The Jolly Librarian Ponders Privacy

Let me say that I know very little about the sad events at Rutgers that led to the suicide of a promising young musician other than what I read in the newspaper. So I don’t want anyone to think that I am commenting on any of the young people involved. But this was the latest event that has made me wonder about the nature of privacy in a 24-7 world where everyone not only wants but has a shot of getting their 15 minutes of fame.

 Of course, when you grow up where people are willing to do just about anything to be famous, including singing very badly, swallowing bugs, finding a spouse, or going through rehab, then perhaps it is not out of the realm of possibility to believe that the only thing that matters is to be a YouTube sensation. Maybe privacy is one of the ideals that will be sacrificed on the altar of instant celebrity and constant amusement.

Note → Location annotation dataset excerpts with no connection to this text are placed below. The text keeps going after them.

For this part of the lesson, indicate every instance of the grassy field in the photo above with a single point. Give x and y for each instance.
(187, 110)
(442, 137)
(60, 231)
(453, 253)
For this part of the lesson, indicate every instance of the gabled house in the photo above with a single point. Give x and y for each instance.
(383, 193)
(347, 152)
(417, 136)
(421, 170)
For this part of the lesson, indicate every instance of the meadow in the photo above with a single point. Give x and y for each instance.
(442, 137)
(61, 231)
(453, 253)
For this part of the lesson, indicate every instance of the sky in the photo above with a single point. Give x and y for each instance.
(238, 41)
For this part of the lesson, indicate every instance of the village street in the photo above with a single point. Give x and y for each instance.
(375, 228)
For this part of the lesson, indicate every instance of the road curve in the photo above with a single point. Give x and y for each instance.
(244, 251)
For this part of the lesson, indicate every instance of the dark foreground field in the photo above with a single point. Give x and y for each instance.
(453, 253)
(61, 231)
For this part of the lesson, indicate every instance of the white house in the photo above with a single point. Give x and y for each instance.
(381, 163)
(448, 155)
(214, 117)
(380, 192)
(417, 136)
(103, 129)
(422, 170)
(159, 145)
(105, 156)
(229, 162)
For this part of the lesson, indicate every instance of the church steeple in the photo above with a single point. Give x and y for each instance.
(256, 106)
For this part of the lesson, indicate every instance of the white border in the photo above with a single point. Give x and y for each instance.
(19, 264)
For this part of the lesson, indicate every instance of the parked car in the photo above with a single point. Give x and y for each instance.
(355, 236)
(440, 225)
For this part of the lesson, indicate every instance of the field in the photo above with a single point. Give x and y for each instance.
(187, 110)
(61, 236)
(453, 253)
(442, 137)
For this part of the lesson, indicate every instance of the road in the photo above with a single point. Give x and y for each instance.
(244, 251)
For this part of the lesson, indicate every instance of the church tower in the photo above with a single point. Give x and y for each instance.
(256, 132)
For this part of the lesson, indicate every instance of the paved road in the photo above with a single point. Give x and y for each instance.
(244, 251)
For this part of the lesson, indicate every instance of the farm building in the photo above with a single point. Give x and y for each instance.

But privacy squandered can never be retrieved or taken back in a do-over. College definitely is a time when we make stupid mistakes. And I still cringe over some of the things that I said and did during those years. Thank God, that I do not have to witness them being played online, an eternal visual display for those who would want to see my more stupid moments.

And even now, decades later, to think that anyone would have found it amusing to tape me in an intimate moment and show it to other people as some sort of joke horrifies me more than I can say.  I don’t know if I ever would have recovered from such a betrayal.

And it is a betrayal. To take someone else’s private life and broadcast it without their permission is not just bad taste. It is betrayal of the worst kind. Just because people get paid money for it when those tapes are of celebrities does not make any less so.

We live in a society where some people clamor and climb over each other for their few minutes of celebrity. And for some reason, we sometimes reward this behavior with money and fame. And we have every right to participate in this if we choose. But we have no right to drag others in with us against their will and without their knowledge.